Nvidia BigK GK110 Kepler Speculation Thread

The 7870 LE is the real bottom-scraping barrel of Tahiti like the old 4830/5830 before it. Take the absolute worst of the salvagable Tahiti dies and run as much voltage through them as you can and you're there.

You just can't compare this to the 670 and expect a similar matchup next series. What you can expect is AMD's marketing to fuck it up horribly and make Nvidia's tier below card look like its good competition anyway.
 
The 7870 LE is the real bottom-scraping barrel of Tahiti like the old 4830/5830 before it. Take the absolute worst of the salvagable Tahiti dies and run as much voltage through them as you can and you're there.

You just can't compare this to the 670 and expect a similar matchup next series. What you can expect is AMD's marketing to fuck it up horribly and make Nvidia's tier below card look like its good competition anyway.

My point was simply about raw power and what Nvidia and AMD can do with it. It's not about marketing, power efficiency or bottom-scraping ;)

Right now, AMD has almost 30% more compute power (4.3TF vs 3.3TF) and 50% more bandwidth than Nvidia and cannot translate that into at least a 30% lead on average.
 
I think it depends a lot on what that compute power is actually being used for. Clearly AMD has a far bigger lead in a lot of compute benches.

In terms of gaming efficiency then yes I think Nvidia is ahead very slightly from last series, however this was exacerbated by AMD being bandwidth heavy. it's unlikely we will see any changes from them however Nvidia will surely be upgrading the bus width at every level from 660 upwards. When that happens the perf/watt situation will swing in favour of AMD again.
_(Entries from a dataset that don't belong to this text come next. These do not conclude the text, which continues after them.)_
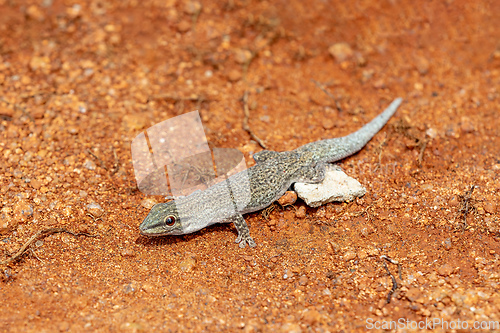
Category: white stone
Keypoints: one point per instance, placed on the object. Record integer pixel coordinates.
(337, 186)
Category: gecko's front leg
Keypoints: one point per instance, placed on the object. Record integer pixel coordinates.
(243, 231)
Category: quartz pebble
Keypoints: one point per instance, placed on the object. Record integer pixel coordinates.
(336, 186)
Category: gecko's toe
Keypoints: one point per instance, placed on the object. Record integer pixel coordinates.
(243, 241)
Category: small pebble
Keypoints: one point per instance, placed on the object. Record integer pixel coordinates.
(90, 165)
(183, 26)
(234, 75)
(341, 51)
(188, 264)
(95, 209)
(289, 198)
(300, 212)
(445, 270)
(349, 255)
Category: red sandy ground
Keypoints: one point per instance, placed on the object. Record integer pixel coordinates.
(79, 80)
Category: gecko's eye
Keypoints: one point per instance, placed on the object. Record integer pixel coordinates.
(169, 221)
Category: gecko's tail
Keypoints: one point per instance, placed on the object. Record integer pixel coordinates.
(332, 150)
(357, 140)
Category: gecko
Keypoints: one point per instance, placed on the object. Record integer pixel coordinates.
(259, 186)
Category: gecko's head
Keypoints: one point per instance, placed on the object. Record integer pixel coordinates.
(163, 219)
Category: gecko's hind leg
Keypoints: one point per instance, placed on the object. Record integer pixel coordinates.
(243, 231)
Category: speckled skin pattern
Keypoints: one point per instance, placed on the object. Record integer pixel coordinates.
(259, 186)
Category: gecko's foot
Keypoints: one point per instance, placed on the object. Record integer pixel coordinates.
(243, 240)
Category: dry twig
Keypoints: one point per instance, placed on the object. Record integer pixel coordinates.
(39, 234)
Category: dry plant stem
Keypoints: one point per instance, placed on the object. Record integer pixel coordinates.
(394, 282)
(39, 234)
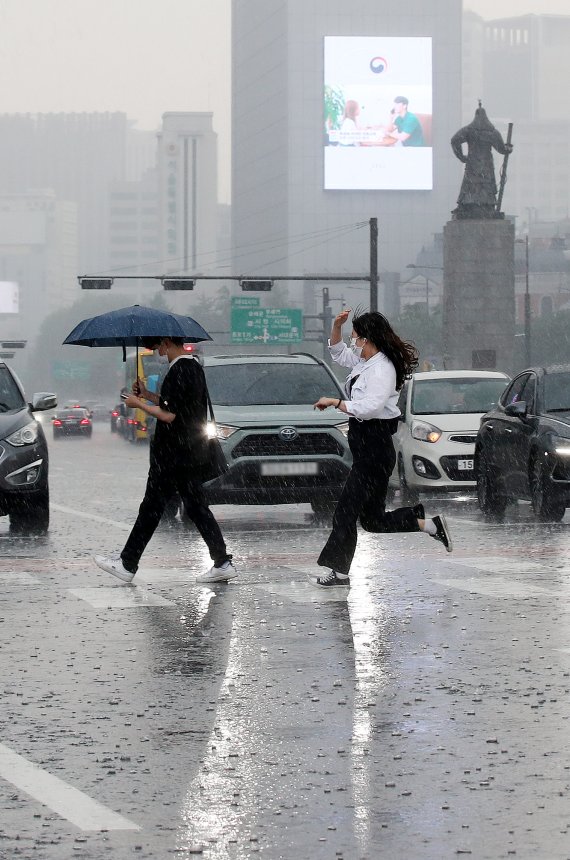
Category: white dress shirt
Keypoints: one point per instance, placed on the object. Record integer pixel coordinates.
(373, 393)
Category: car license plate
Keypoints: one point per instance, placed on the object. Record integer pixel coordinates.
(465, 464)
(268, 469)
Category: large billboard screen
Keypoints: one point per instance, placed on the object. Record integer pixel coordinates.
(9, 297)
(378, 113)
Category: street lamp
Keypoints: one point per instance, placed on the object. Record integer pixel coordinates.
(414, 266)
(527, 350)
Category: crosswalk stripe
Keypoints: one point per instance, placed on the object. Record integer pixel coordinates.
(95, 517)
(62, 798)
(119, 597)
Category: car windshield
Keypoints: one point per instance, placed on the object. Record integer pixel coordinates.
(268, 384)
(73, 413)
(461, 395)
(557, 392)
(10, 395)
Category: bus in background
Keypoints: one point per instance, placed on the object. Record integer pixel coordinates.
(151, 371)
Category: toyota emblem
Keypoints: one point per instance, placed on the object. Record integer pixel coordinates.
(288, 434)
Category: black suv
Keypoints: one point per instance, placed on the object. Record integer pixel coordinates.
(24, 493)
(279, 448)
(523, 445)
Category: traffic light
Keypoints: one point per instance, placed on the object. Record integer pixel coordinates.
(178, 283)
(96, 283)
(13, 344)
(255, 284)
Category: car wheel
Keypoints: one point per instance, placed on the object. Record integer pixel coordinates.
(31, 517)
(490, 502)
(408, 495)
(545, 506)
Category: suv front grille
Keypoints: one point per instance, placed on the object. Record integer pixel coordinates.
(270, 445)
(451, 468)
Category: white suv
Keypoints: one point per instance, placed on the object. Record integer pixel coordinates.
(435, 441)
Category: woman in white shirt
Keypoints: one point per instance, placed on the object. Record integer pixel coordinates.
(379, 363)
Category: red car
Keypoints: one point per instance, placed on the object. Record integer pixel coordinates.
(72, 422)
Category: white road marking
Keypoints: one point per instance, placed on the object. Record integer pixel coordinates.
(495, 587)
(152, 575)
(494, 563)
(125, 527)
(62, 798)
(304, 592)
(18, 578)
(117, 597)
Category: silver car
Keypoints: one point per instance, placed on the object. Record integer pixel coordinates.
(435, 441)
(279, 448)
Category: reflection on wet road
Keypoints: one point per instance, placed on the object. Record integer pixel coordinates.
(423, 717)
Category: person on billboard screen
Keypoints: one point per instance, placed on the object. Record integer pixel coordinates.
(406, 127)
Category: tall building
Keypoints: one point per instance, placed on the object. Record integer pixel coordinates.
(133, 243)
(77, 155)
(517, 66)
(188, 192)
(526, 59)
(314, 84)
(38, 254)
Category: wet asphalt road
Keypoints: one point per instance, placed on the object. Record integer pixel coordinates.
(425, 717)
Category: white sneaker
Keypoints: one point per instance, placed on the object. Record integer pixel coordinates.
(218, 574)
(114, 566)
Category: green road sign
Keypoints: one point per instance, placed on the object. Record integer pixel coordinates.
(245, 302)
(75, 370)
(266, 325)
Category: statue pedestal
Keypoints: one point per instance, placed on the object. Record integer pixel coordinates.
(478, 294)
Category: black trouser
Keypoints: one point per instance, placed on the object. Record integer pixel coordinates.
(164, 480)
(364, 494)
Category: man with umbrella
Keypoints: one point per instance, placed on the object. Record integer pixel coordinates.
(177, 450)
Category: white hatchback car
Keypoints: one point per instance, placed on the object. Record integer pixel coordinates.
(435, 440)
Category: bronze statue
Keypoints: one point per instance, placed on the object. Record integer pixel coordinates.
(478, 194)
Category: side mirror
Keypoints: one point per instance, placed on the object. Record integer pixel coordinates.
(516, 410)
(42, 400)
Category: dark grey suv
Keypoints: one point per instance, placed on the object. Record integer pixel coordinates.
(279, 448)
(24, 492)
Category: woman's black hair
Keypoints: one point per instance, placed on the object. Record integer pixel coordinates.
(375, 327)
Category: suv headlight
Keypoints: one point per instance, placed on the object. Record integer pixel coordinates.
(25, 435)
(222, 431)
(561, 446)
(425, 432)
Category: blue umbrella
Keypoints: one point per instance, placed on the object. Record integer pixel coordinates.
(128, 326)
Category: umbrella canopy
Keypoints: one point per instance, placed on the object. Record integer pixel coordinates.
(128, 326)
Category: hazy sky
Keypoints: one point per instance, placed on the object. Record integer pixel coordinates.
(143, 57)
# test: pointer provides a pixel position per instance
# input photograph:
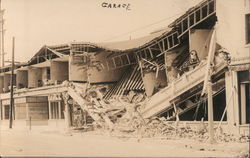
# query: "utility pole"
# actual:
(12, 82)
(2, 34)
(210, 109)
(207, 85)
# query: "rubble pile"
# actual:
(123, 113)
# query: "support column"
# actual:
(243, 103)
(1, 84)
(59, 109)
(49, 110)
(3, 111)
(27, 111)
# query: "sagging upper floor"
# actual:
(163, 55)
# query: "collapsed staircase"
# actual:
(75, 92)
(162, 100)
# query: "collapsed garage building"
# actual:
(68, 84)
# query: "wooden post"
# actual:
(59, 109)
(210, 111)
(49, 110)
(12, 82)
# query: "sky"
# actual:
(35, 23)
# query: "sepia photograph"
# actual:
(125, 78)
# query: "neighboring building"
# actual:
(168, 66)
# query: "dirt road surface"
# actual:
(89, 144)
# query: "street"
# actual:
(89, 144)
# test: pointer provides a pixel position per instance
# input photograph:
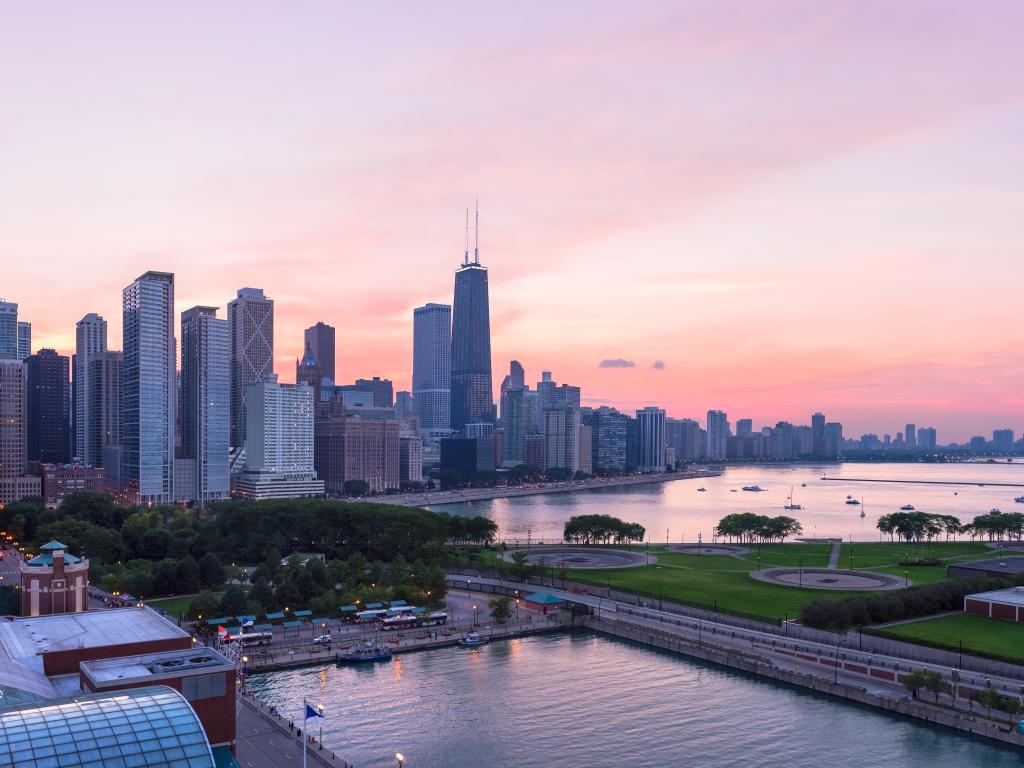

The actual power penalty of carrying that extra bus (and memory if valid) is a lot higher than the performance gain it gives.
 
Last edited by a moderator:
Gaming of course. I thought that much was clear.

Well it depends again. See Dirt Showdown as an example. :p

I would advise against believing Nvidia is about to deliver some kind of knockout blow, if that's what you're imagining is about to happen. AMD has a history of getting a lot out of the same process and it would be wise to keep that in mind. ;)
 
AMD was directly involved in writing the renderer of Dirt Showdown. That is a bad example, since they likely made sure it runs like crap on Nvidia hardware.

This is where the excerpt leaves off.